Download or read book Solvent Systems and Their Selection in Pharmaceutics and Biopharmaceutics written by Patrick Augustijns and published by Springer Science & Business Media. This book was released on 2007-08-06 with total page 466 pages. Available in PDF, EPUB and Kindle. Book excerpt: Solvent systems are integral to drug development and pharmaceutical technology. This single topic encompasses numerous allied subjects running the gamut from recrystallization solvents to biorelevant media. The goal of this contribution to the AAPS Biotechnology: Pharmaceutical Aspects series is to generate both a practical handbook as well as a reference allowing the reader to make effective decisions concerning the use of solvents and solvent systems. To this end, the monograph was created by inviting recognized experts from a number of fields to author relevant sections. Specifically, 15 chapters have been designed covering the theoretical background of solubility, the effect of ionic equilibria and pH on solubilization, the use of solvents to effect drug substance crystallization and polymorph selection, the use of solvent systems in high throughput screening and early discovery, solvent use in preformulation, the use of solvents in bio-relevant dissolution and permeation experiments, solvents and their use as toxicology vehicles, solubilizing media and excipients in oral and parenteral formulation development, specialized vehicles for protein formulation and solvent systems for topical and pulmonary drug administration. The chapters are organized such that useful decision trees are included together with the scientific underpinning for their application. In addition, trends in the use of solvent systems and a balance of current views make this monograph useful to both the novice and experienced researcher and to scientists at all developmental stages from early discovery to late pharmaceutical operations.
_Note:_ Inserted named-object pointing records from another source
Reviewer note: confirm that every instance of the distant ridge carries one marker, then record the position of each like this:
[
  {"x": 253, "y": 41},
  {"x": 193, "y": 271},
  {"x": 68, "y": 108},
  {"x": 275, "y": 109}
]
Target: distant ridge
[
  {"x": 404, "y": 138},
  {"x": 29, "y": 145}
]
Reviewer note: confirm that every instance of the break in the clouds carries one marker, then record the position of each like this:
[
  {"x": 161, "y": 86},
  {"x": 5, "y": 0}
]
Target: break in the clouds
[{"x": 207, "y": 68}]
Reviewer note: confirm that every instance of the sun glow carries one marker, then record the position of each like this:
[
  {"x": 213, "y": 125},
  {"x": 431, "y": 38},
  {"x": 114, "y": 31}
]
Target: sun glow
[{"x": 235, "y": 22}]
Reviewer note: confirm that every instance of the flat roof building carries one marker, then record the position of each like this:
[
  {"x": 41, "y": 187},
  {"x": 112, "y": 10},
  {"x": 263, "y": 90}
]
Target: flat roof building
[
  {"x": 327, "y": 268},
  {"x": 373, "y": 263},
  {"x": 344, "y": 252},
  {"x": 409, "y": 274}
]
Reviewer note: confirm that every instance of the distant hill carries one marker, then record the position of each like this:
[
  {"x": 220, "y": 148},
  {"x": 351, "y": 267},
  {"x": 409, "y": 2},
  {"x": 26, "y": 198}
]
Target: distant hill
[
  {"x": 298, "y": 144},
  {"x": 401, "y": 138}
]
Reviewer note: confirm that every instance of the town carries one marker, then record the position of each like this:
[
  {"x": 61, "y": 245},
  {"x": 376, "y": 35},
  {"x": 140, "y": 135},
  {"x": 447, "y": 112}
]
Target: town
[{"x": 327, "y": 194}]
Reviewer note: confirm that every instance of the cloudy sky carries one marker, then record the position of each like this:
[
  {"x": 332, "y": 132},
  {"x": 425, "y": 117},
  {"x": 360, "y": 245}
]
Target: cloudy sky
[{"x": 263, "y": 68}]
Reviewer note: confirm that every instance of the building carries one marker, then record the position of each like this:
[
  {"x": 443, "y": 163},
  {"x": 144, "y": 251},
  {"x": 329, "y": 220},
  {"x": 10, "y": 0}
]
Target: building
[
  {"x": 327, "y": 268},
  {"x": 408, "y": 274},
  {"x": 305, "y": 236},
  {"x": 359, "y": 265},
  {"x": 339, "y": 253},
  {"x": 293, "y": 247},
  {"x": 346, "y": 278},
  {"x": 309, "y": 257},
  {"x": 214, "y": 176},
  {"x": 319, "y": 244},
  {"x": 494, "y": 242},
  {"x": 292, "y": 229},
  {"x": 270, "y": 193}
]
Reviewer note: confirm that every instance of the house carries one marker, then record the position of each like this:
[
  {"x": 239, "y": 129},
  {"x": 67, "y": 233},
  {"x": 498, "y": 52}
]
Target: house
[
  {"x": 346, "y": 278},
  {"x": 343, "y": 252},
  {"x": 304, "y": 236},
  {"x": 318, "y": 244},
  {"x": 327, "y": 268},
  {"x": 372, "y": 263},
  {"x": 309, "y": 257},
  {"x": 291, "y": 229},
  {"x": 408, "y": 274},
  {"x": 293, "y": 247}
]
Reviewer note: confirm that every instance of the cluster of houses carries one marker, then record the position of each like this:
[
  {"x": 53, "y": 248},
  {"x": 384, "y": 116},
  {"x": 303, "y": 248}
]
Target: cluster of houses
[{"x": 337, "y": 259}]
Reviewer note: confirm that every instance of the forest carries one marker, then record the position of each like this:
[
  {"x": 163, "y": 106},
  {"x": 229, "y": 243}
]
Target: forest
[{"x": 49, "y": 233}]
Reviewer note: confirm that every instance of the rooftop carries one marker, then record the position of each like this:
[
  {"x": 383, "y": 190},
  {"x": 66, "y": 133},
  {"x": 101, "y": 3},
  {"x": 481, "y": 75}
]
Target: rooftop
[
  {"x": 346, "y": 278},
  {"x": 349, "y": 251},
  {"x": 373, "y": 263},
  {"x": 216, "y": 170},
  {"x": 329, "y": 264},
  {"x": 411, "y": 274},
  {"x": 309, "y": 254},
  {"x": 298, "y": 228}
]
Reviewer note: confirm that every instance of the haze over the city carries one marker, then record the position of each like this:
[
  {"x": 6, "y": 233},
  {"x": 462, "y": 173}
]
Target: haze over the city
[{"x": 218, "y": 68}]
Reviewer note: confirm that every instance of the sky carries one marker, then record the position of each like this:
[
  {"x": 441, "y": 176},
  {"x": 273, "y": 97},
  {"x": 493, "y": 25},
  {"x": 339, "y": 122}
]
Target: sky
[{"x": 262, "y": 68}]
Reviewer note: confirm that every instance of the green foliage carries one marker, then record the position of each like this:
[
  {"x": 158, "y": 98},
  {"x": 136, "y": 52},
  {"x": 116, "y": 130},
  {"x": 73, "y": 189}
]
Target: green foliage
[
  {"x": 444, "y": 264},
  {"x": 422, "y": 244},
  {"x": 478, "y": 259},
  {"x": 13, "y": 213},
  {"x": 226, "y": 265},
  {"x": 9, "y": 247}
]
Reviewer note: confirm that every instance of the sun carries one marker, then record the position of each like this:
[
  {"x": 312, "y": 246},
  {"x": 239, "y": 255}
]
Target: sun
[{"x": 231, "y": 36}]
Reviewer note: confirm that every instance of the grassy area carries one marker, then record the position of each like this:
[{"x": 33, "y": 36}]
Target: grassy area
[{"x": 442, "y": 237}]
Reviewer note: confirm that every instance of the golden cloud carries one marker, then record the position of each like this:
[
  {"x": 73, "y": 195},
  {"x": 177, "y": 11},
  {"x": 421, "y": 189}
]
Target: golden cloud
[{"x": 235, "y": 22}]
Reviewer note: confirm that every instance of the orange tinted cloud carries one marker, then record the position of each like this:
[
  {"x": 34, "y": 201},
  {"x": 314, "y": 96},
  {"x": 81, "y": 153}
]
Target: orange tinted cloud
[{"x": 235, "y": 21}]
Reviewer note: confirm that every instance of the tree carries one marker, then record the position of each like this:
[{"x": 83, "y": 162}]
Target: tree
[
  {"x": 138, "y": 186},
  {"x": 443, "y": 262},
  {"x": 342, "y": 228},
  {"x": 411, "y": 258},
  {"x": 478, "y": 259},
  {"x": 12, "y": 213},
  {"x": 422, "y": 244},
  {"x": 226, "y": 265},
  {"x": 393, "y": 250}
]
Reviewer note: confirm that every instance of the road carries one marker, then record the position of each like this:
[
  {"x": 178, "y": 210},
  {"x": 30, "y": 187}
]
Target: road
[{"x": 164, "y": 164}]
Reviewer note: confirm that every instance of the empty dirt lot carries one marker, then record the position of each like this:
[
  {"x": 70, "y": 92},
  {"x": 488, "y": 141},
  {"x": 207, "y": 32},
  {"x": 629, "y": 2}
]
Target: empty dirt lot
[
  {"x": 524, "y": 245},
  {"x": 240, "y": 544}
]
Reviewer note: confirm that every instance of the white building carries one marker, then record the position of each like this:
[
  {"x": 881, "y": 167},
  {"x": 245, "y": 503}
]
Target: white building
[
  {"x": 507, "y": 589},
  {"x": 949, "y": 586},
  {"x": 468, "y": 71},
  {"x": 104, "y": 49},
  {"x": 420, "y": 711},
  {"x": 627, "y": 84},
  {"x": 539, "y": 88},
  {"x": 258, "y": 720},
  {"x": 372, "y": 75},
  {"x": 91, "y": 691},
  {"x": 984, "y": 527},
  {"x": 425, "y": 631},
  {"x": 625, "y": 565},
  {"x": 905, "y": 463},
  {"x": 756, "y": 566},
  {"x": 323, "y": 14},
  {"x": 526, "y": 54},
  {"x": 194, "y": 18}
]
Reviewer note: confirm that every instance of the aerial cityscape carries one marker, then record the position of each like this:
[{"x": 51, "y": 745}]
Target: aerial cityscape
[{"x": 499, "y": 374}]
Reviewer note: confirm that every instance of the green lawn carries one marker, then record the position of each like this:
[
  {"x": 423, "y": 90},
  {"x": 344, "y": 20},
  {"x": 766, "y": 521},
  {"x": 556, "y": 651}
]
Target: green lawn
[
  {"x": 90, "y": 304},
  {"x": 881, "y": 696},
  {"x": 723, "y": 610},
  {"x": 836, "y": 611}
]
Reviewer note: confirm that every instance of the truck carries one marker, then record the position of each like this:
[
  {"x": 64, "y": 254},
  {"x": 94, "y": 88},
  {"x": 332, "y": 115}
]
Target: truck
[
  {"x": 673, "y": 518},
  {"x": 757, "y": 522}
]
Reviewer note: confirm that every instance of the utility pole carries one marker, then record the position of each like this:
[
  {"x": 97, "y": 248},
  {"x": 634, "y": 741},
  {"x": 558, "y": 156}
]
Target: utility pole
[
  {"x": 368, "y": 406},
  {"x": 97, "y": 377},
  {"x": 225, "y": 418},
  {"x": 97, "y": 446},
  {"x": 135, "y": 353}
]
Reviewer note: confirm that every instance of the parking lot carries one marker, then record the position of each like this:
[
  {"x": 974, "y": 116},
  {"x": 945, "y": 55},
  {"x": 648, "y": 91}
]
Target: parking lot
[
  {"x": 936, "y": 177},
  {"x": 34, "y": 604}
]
Download or read book Physicochemical Principles of Pharmacy written by Alexander Taylor Florence and published by . This book was released on 1988 with total page 485 pages. Available in PDF, EPUB and Kindle. Book excerpt: This book provides the physicochemical background to the design and use of pharmaceutical dosage forms. It goes beyond the introductory aspects of the subject to show how basic physicochemical principles are essential to an understanding of every aspect of drug action, from the dosage form to the site of action in the body. This is not a textbook of physical chemistry for pharmacists, but is a book which bridges the gap between basic first-year physical chemistry and the more applied practice of later years. This extensively revised second edition includes much new material, illustrations and references to take into account recent scientific developments and curriculum changes.